Q: What about misuse/trolling? Will Art. 23 of DSA address this? Allows temporary suspension for abuse of process. If you as rightsholder already have access to Content ID, will you have an incentive to become a trusted flagger/subject yourself to this regime?

Husovec: DSA is just a bunch of tools; outcomes are up to the actors. Does have tools to disincentivize—suspensions are superior to damages. Also applies to appeals, and collective action for consumer organizations if companies don’t terminate repeat offenders. The problem is whether the supervision of this will be sufficient. Regulator’s role is obvious—can strip trusted flaggers of status if not good, but will they be monitored? If services don’t tell regulators b/c of private ordering, or if they don’t become trusted flaggers b/c they already have Content ID, then it won’t wore

Leistner: questions are interlinked: if the trusted flagger system is rigorously policed, it’s less attractive to rightsholders. In theory we want a Lenz type system with human review for exceptions, but maybe they’ll be more comfortable with private system. NetzDG was of limited effect b/c just adapts existing policies; maybe privatized systems remain preferable to this regulated system, but may offer opportunities to those beyond © like human rights organizations—should be more opportunities for non-© owners to achieve same results. Small © owners are relatively disadvantaged where large © owners have access to monetization and they don’t—we already have this problem.

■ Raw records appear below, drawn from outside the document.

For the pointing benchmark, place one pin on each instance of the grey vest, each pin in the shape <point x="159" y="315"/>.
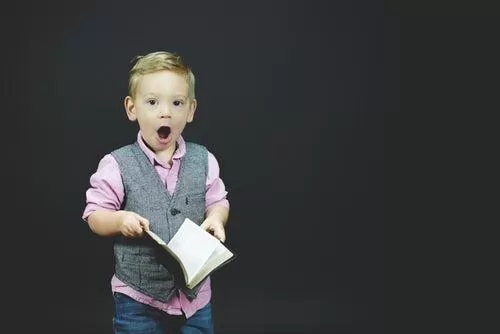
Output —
<point x="137" y="262"/>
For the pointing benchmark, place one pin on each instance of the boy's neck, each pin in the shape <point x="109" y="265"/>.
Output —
<point x="166" y="155"/>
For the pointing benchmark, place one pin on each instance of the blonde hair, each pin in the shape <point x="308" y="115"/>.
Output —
<point x="159" y="61"/>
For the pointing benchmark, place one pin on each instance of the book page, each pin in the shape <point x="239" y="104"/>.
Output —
<point x="220" y="255"/>
<point x="193" y="246"/>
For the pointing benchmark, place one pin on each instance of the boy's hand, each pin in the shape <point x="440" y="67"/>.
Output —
<point x="215" y="227"/>
<point x="132" y="224"/>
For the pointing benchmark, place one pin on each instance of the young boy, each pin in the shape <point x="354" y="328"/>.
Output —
<point x="156" y="182"/>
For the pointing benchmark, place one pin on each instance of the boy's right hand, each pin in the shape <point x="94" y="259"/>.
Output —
<point x="132" y="224"/>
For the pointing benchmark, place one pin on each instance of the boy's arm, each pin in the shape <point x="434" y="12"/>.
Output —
<point x="217" y="205"/>
<point x="104" y="199"/>
<point x="110" y="223"/>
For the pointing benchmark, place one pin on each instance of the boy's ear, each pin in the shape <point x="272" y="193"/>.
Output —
<point x="192" y="109"/>
<point x="130" y="108"/>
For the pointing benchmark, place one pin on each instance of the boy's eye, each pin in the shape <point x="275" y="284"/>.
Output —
<point x="152" y="102"/>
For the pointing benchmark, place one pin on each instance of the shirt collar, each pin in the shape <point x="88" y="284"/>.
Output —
<point x="178" y="153"/>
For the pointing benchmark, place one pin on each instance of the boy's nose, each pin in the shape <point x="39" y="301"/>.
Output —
<point x="165" y="112"/>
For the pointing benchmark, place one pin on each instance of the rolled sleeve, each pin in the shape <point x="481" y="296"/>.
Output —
<point x="215" y="188"/>
<point x="106" y="187"/>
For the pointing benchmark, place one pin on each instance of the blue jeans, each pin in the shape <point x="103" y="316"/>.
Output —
<point x="134" y="317"/>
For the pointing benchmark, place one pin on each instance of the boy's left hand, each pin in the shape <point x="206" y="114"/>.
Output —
<point x="215" y="227"/>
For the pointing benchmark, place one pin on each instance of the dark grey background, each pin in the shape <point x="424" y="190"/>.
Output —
<point x="292" y="97"/>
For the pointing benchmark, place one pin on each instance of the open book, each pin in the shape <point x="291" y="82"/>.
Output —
<point x="197" y="251"/>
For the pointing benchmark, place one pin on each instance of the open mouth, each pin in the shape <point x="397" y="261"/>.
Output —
<point x="163" y="132"/>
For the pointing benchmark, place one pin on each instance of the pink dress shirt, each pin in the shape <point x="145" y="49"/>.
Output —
<point x="106" y="192"/>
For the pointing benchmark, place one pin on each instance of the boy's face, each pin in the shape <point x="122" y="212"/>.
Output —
<point x="162" y="108"/>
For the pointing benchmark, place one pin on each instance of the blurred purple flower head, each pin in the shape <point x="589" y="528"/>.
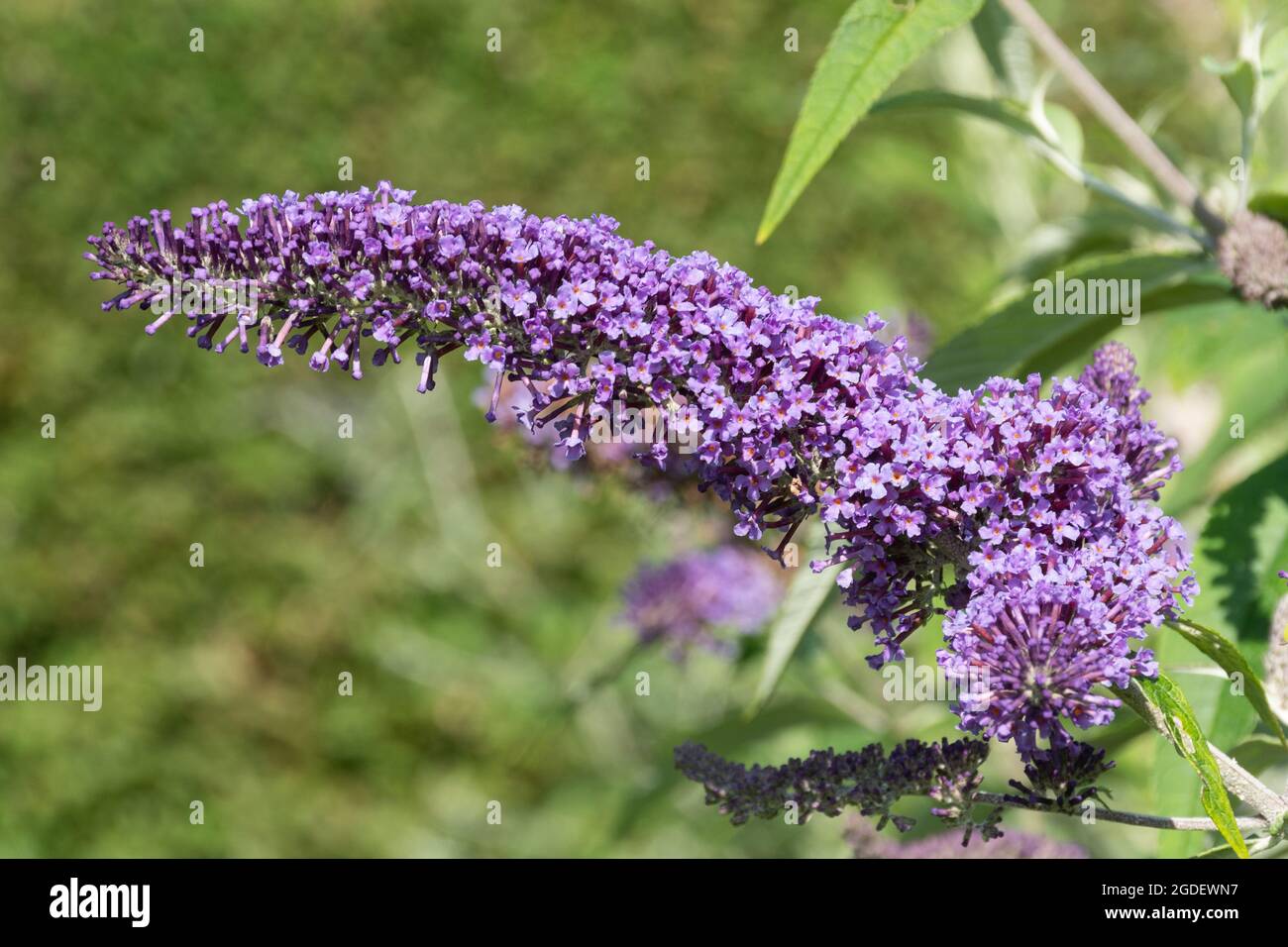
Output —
<point x="695" y="598"/>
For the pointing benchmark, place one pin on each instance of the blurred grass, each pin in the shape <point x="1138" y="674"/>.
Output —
<point x="368" y="554"/>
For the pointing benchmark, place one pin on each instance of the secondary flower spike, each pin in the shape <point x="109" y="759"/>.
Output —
<point x="935" y="502"/>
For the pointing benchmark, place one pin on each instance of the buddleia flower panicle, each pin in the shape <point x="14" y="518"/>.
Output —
<point x="965" y="504"/>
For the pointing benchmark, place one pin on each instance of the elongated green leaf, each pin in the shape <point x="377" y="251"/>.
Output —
<point x="1243" y="356"/>
<point x="1017" y="338"/>
<point x="874" y="43"/>
<point x="1006" y="47"/>
<point x="1192" y="745"/>
<point x="804" y="598"/>
<point x="1006" y="112"/>
<point x="1258" y="753"/>
<point x="1240" y="78"/>
<point x="1232" y="661"/>
<point x="1271" y="205"/>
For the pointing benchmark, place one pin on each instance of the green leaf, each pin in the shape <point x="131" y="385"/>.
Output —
<point x="1274" y="67"/>
<point x="1061" y="128"/>
<point x="1240" y="355"/>
<point x="1241" y="549"/>
<point x="1240" y="78"/>
<point x="872" y="46"/>
<point x="1006" y="112"/>
<point x="1271" y="205"/>
<point x="1006" y="47"/>
<point x="804" y="598"/>
<point x="1258" y="753"/>
<point x="1016" y="339"/>
<point x="1232" y="661"/>
<point x="1190" y="744"/>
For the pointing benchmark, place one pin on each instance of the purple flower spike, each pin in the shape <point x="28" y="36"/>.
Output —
<point x="997" y="506"/>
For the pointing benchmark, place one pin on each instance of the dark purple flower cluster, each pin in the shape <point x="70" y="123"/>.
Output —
<point x="691" y="599"/>
<point x="1063" y="777"/>
<point x="990" y="504"/>
<point x="825" y="783"/>
<point x="867" y="843"/>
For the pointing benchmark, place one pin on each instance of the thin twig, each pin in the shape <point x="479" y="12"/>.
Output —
<point x="1115" y="116"/>
<point x="1129" y="818"/>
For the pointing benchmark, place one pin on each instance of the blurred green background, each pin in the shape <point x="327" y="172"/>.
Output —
<point x="369" y="554"/>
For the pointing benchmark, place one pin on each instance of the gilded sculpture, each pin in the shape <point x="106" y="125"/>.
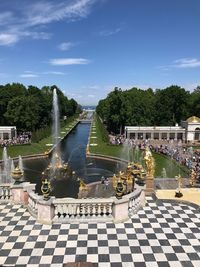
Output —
<point x="149" y="162"/>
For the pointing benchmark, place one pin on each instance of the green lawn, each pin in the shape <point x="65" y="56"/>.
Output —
<point x="40" y="147"/>
<point x="103" y="148"/>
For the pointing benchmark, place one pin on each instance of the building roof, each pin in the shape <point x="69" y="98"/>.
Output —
<point x="193" y="119"/>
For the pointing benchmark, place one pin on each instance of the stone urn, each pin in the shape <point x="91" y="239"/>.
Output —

Tang: Songwriters have complained that authors get worse outcomes through direct licensing. Under consent decrees, they have to report to authors first. Under direct licensing w/platforms, large publishers skim off the top first.

Leistner: extended collective licensing would be the European answer. [My understanding is that those also overallocate to the top of the distribution.] Would increase costs, but introduce more fairness. Doesn’t fly right now b/c lack of supranational ECL. But he’s certain Europe will look into this b/c the link is so obvious. But that would also mean that every post could cost money.